E’ in corso presso l’aula bunker di Mestre, il maxi processo per mafia nei confronti di Luciano Donadio, imprenditore edile i cui affari sono stati raccontati dal pentito ed ex braccio destro dello stesso, Christian Sgnaolin. Un modus operandi a dir poco da brividi quello messo in atto dall’esponente del clan dei Casalesi in quel di Eraclea, nel veneziano, come ad esempio quando decise di piazzare una bomba davanti ad un’agenzia in quanto il titolare aveva detto: “Donadio non è affidabile, è terrone, dei terroni non ci si può fidare”. L’imprenditore, come ha spiegato Sgnaolin citato dal Corriere Veneto, si vantava di essere amico di Francesco detto Sandokan Schiavone, noto boss dei Casalesi da ben 13 ergastoli, e da lui aveva preso ispirazione per i metodi violenti messi in atto in Veneto. “Donadio non era un usuraio – le parole del pentito – era contrario a certe pratiche e anzi prestava soldi a fondo perduto”, ma “non esitava a ricorrere alla violenza”. Un consigliere comunale che aveva sfiduciato il sindaco dell’epoca, Graziano Teso, si ritrovò con l’auto bruciata, mentre la squadra di calcio che non voleva più la ditta come sponsor, subì delle minacce.

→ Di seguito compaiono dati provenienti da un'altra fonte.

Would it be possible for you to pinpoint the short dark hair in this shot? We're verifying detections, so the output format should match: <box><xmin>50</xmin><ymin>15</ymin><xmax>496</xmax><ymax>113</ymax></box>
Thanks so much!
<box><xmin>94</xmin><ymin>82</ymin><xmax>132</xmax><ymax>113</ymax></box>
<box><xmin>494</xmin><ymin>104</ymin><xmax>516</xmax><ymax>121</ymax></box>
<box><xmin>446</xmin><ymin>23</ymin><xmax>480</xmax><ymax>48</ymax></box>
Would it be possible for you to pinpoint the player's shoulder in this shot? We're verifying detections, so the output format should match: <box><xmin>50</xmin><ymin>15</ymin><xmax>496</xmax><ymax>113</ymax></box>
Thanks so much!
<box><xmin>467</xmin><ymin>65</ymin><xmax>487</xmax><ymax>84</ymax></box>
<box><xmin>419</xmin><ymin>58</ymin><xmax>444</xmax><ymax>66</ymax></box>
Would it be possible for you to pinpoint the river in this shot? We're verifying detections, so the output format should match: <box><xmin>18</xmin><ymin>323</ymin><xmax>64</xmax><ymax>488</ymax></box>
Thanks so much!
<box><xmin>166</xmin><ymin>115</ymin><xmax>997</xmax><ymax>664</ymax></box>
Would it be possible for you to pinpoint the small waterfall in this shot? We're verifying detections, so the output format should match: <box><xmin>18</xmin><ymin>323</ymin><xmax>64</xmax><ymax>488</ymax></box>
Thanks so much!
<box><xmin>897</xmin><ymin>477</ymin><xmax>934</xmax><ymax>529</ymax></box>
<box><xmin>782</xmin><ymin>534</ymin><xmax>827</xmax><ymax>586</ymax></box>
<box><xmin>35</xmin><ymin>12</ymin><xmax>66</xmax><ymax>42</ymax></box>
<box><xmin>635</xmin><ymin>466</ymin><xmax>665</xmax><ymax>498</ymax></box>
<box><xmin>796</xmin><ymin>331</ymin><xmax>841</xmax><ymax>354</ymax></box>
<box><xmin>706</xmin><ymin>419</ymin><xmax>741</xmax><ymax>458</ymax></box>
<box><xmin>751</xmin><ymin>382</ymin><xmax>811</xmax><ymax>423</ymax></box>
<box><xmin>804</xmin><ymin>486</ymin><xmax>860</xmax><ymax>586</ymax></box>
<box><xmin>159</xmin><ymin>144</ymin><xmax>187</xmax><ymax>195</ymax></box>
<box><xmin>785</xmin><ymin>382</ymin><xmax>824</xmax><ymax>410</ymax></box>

VENEZIA, IL BOSS DONADIO: “QUESTO TERRITORIO L’HO PRESO CON FUOCO E FIAMME”

Un’altra volta, invece, Donadio sparò contro la vetrina di un’agenzia immobiliare che non voleva pagare il pizzo, e disse: “Ti faccio vedere io chi sono i Casalesi di Eraclea”. I tentacoli di Donadio arrivavano praticamente ovunque da Jesolo a Padova, dal Friuli a Portogruaro: “In ufficio girava una battuta – ha raccontato ancora Sngaolin – la polizia li mette dentro, la Donadio costruzioni li tira fuori”. Bastava infatti che il boss si inventava un contratto di lavoro e in automatico scattavano i domiciliari per l’arrestato di turno. “La fama era tale che, a un certo punto, anche chi non c’entrava con il gruppo provava a usare quei nomi importanti, salvo poi rischiare pesanti ritorsioni”. In dieci anni di carriera mafiosa Donadio ha svolto qualsiasi tipo di attività, fra ospitare latitanti, aiutare i carcerati e le loro famiglie, spedire borse di armi da fuoco: “Questo territorio – amava ripetere spesso lo stesso boss – me lo sono preso con il fuoco e con le fiamme”.